SF/HGF was detectable by ELISA in all vitreous specimens including those obtained after death from donor eyes. In addition, HGF/SF was also found to be present in all SRF specimens assayed. The mean value for the five donor eyes was 2.9 ng/ml. The donors’ ages at death, gender, cause of death, and HGF/SF values for these five specimens are shown in Table 6 . The mean value for macular hole was 4.6 ng/ml. The values for donor eyes and macular hole were lower than for macular puckers (6.7 ng/ml). A progressive increase was seen in the amount of HGF/SF from retinal detachment specimens (3.3 ng/ml) to grade C PVR (13.0 ng/ml), but the most marked levels were in specimens from patients with PDR (16.8 ng/ml). Analysis of variance of the series of groups of vitreous specimens (Kruskal–Wallis, P = 0.0046) indicated that at least one of the groups had a significantly greater mean HGF/SF concentration. Further comparison of individual groups using the Mann–Whitney test demonstrated a significant difference between the PDR group and each of the following groups of specimens: donor (P = 0.0005), macular hole (P = 0.0084), RRD (P = 0.0006), and PVR C (P = 0.02). There was no difference between the PDR specimens and PVR grade A and B specimens (P = 0.11). There were no other significant differences detected. Mean values for these groups are illustrated in Figure 4 . The group of patients with diabetes comprised eight with type 1 and nine type 2. Mean ages in these two groups were 47 and 60 years, respectively (Table 7) . The proportion with good diabetic control was similar in both groups and was not associated with increased vitreous HGF/SF concentrations. There was no significant difference in values for HGF/SF concentration between the two types of diabetes (Mann–Whitney P = 0.09) or between those with good control when compared with those with poor or very poor control (Mann–Whitney P = 0.7).

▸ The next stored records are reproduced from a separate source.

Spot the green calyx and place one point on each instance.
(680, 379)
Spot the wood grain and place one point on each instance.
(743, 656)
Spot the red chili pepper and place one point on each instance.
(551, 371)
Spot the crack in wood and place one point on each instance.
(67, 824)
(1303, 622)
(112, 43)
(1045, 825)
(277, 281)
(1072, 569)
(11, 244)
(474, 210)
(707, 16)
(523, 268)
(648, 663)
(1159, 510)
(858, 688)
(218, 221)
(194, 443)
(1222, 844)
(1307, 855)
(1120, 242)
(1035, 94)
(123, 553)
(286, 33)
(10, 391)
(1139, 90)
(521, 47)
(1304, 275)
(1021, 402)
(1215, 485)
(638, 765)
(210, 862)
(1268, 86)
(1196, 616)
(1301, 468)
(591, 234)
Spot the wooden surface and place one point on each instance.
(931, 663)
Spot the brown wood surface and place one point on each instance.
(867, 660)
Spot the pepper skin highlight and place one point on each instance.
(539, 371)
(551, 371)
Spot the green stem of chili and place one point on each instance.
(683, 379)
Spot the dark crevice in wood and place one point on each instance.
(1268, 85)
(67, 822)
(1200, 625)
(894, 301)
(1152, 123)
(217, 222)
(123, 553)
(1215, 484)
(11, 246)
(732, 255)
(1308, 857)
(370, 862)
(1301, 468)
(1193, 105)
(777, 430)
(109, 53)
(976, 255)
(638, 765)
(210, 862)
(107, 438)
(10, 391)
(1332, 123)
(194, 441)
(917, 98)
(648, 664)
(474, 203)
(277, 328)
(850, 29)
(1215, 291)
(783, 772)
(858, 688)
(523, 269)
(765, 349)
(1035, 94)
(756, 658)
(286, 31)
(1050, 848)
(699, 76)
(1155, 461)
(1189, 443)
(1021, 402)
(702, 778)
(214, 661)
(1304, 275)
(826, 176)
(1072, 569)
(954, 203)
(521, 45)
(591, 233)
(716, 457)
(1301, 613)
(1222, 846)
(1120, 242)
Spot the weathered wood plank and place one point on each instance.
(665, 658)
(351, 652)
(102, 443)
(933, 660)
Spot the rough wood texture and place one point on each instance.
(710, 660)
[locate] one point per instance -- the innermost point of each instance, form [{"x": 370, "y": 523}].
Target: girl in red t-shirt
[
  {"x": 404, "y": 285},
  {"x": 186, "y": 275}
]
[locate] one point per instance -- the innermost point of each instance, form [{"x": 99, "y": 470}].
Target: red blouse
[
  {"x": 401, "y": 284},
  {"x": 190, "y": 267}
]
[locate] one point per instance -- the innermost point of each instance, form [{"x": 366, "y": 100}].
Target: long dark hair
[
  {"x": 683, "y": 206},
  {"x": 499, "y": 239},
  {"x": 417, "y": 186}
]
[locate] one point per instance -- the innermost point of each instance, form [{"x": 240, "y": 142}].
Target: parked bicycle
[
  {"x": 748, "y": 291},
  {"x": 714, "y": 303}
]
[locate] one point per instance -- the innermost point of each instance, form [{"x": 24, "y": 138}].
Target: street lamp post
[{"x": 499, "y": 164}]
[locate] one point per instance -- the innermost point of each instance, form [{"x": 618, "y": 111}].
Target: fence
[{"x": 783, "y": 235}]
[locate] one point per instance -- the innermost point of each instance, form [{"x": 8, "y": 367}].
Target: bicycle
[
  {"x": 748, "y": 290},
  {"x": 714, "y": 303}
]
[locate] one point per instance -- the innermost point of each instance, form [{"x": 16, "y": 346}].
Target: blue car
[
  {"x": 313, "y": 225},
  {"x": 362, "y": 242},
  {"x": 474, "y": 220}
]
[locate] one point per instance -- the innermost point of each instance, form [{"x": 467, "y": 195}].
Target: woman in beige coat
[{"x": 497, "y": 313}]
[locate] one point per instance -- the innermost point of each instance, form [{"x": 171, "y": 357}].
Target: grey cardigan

HGF/SF levels tended to be higher in SRF specimens (mean 27.3 ng/ml) when compared with specimens obtained from patients who underwent vitrectomy for retinal detachment, with or without PVR (9.7 ng/ml). No significant difference was shown between those specimens (Mann–Whitney, P = 0.37). MRC5-CM, as used in bioassay and migration experiments, was determined by ELISA and showed a presence of 36.3 ± 5.3 ng/ml (SD).

Discussion

It has been shown in a previous study that the HGF/SF receptor c-Met is present in epiretinal membranes associated with PVR,³⁴ but the numbers of specimens were few, and the authors were unable to determine which cell type in the membranes express the c-Met receptor. Our much larger series established that c-Met–positive cells were evident in most membranes. In addition, by using glycol methacrylate resin embedding, we had sufficiently thin sections to colocalize c-Met staining in one section, with cytokeratin (HRPE cells) staining in a subsequent section. As a result we were able to show that, much but not all, of the c-Met staining was associated with HRPE cell distribution in the membranes. Cultured HRPE cells are known to express c-Met³⁴ ⁴³ but on the basis of the present results, it is likely that HRPE cells in vivo are subject to the influence of HGF/SF if present in the immediate environment.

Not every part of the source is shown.